March 7, 2001 – (The Hamilton Spectator Opinion Piece) For centuries, rape during wartime has inspired little more than shrugs. But that is now changing. In a milestone ruling for women last month, a UN war-crimes tribunal convicted three Bosnian Serbs of raping Muslim women and girls during the Bosnian conflict. Two were found guilty of sexual slavery. The men received jail terms ranging from 28 to 12 years.

The International Criminal Tribunal for the former Yugoslavia, a three-judge panel sitting in The Hague, said that in 1992-93, the defendants had used rape as an instrument of terror. It further ruled that mass rape is a crime against humanity. In international law, only genocide ranks as a more serious offense.

The decision marked the first time that an international body had prosecuted anyone for war crimes on the sole basis of sexual assault. It was also the first time that sexual slavery was recognized as a war crime.

This elevation of the gravity of rape will almost certainly affect courts around the world. And it could have profound ramifications for regional and civil conflicts beyond Bosnia's. In East Timor, for example, investigators have evidence suggesting that hundreds of women were raped by political foes following that nation's 1999 bid for independence. Because of The Hague ruling, Indonesian soldiers and militia members involved in the abuse may find it harder to evade justice.

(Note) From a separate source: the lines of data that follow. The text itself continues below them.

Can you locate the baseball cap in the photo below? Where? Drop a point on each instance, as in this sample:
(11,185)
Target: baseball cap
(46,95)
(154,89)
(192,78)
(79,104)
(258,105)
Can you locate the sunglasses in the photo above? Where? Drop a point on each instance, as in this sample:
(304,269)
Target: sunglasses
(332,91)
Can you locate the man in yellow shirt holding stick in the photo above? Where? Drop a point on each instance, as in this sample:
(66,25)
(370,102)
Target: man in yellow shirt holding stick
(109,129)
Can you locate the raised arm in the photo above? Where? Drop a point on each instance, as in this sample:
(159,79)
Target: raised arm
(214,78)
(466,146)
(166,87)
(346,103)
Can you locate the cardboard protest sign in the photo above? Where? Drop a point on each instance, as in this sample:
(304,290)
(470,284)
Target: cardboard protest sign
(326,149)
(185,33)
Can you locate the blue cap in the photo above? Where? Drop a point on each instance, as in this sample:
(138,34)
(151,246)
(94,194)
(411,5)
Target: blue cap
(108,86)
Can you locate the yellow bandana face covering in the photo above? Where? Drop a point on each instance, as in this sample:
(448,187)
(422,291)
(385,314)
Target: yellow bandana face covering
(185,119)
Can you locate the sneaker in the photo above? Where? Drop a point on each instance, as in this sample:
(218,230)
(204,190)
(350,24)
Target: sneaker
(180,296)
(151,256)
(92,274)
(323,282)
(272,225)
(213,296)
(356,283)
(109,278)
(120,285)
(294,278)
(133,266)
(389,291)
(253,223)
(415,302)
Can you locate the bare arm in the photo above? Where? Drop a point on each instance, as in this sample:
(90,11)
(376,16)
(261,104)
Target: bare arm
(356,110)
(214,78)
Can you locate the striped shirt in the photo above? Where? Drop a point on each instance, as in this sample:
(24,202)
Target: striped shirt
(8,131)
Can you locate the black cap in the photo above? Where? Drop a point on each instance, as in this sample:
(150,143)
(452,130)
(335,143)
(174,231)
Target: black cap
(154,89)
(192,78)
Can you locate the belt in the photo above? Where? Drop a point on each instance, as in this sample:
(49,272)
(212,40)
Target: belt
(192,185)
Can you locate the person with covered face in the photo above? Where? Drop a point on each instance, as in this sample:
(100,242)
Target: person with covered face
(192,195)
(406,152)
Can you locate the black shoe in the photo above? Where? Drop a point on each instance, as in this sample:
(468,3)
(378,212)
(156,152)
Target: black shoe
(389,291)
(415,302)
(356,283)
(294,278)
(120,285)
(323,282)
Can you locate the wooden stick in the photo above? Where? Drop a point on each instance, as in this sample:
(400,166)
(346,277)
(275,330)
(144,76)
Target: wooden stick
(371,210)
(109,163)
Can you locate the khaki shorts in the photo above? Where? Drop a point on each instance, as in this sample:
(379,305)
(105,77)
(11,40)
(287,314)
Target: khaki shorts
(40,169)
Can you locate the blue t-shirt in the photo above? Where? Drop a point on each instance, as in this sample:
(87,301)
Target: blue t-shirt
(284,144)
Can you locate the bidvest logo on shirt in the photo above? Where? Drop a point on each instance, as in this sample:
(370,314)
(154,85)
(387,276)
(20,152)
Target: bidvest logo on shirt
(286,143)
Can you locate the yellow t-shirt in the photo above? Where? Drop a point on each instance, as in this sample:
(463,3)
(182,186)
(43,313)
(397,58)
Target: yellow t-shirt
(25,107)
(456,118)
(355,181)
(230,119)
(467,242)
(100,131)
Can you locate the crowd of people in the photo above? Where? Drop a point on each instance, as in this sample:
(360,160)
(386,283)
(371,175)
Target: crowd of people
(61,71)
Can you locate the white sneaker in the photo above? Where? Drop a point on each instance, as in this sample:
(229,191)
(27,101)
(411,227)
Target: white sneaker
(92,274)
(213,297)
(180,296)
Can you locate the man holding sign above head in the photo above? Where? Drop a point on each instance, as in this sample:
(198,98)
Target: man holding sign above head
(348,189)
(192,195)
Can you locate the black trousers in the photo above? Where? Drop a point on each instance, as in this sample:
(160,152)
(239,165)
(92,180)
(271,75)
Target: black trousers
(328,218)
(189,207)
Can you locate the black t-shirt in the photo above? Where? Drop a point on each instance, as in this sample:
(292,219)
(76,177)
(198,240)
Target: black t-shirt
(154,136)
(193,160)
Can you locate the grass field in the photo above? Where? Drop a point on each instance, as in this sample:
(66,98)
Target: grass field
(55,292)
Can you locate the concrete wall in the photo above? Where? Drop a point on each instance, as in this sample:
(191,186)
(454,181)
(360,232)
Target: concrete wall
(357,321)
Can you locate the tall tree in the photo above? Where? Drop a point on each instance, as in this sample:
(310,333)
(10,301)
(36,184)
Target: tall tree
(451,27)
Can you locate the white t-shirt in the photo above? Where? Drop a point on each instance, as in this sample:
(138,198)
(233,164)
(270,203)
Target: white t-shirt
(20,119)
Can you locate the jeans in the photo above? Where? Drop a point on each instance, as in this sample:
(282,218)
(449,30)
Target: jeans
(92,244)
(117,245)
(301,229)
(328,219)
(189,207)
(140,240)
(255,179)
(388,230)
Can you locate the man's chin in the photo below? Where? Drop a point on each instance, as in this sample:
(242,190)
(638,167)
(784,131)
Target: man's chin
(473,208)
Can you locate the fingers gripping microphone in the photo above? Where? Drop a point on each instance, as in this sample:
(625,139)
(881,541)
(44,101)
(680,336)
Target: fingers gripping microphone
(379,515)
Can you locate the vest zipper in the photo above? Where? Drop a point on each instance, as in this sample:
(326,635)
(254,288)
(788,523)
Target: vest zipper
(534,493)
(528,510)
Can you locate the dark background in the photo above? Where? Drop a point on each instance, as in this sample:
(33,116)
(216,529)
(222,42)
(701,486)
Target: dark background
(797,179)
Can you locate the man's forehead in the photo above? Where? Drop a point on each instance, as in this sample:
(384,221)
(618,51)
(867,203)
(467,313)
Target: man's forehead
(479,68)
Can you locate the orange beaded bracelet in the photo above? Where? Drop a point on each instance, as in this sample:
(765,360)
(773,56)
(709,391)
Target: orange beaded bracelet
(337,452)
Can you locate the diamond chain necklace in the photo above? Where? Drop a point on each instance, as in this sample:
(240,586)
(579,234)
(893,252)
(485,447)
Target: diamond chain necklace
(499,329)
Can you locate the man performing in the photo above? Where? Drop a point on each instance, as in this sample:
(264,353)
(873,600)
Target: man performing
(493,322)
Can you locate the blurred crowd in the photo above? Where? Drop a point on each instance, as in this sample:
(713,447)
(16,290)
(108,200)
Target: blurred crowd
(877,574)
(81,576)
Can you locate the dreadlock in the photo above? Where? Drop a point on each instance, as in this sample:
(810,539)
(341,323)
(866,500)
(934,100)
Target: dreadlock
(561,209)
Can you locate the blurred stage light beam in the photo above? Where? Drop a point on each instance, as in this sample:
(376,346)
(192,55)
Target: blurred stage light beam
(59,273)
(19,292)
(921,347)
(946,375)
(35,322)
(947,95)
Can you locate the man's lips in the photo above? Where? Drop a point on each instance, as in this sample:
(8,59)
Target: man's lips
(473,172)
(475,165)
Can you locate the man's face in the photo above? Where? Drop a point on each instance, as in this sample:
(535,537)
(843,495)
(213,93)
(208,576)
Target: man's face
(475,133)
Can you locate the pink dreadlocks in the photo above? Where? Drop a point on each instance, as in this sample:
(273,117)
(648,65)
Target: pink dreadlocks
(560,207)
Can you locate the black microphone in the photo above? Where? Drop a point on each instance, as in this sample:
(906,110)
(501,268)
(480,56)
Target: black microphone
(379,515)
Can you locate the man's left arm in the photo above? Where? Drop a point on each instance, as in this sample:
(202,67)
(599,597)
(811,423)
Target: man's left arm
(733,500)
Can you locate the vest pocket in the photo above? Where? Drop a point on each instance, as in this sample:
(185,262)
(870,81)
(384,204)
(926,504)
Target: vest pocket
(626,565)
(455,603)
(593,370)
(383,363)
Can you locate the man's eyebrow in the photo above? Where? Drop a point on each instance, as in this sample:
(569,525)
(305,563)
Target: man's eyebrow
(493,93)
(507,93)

The catalogue of what an estimated 20,000 Muslim women and girls suffered during the Bosnian conflict is almost mind-numbing in its grimness. Of the three men convicted last month, Zoran Vukovic was considered the least culpable. He had repeatedly raped and tortured only one victim. She was 15.

It was largely thanks to women's groups that the extent of these crimes was exposed, and that they were pushed onto The Hague tribunal's docket at all. Had such organizations not been active, rape as an aspect of war might have stood just where it was: as a violation of the Geneva Conventions, and of the UN's Universal Declaration of Human Rights, but for all that, still tolerated.

The tribunal's landmark ruling must certainly be one to rejoice over, especially in this month honouring women's history.

But many will grieve for how long such a decision was in coming.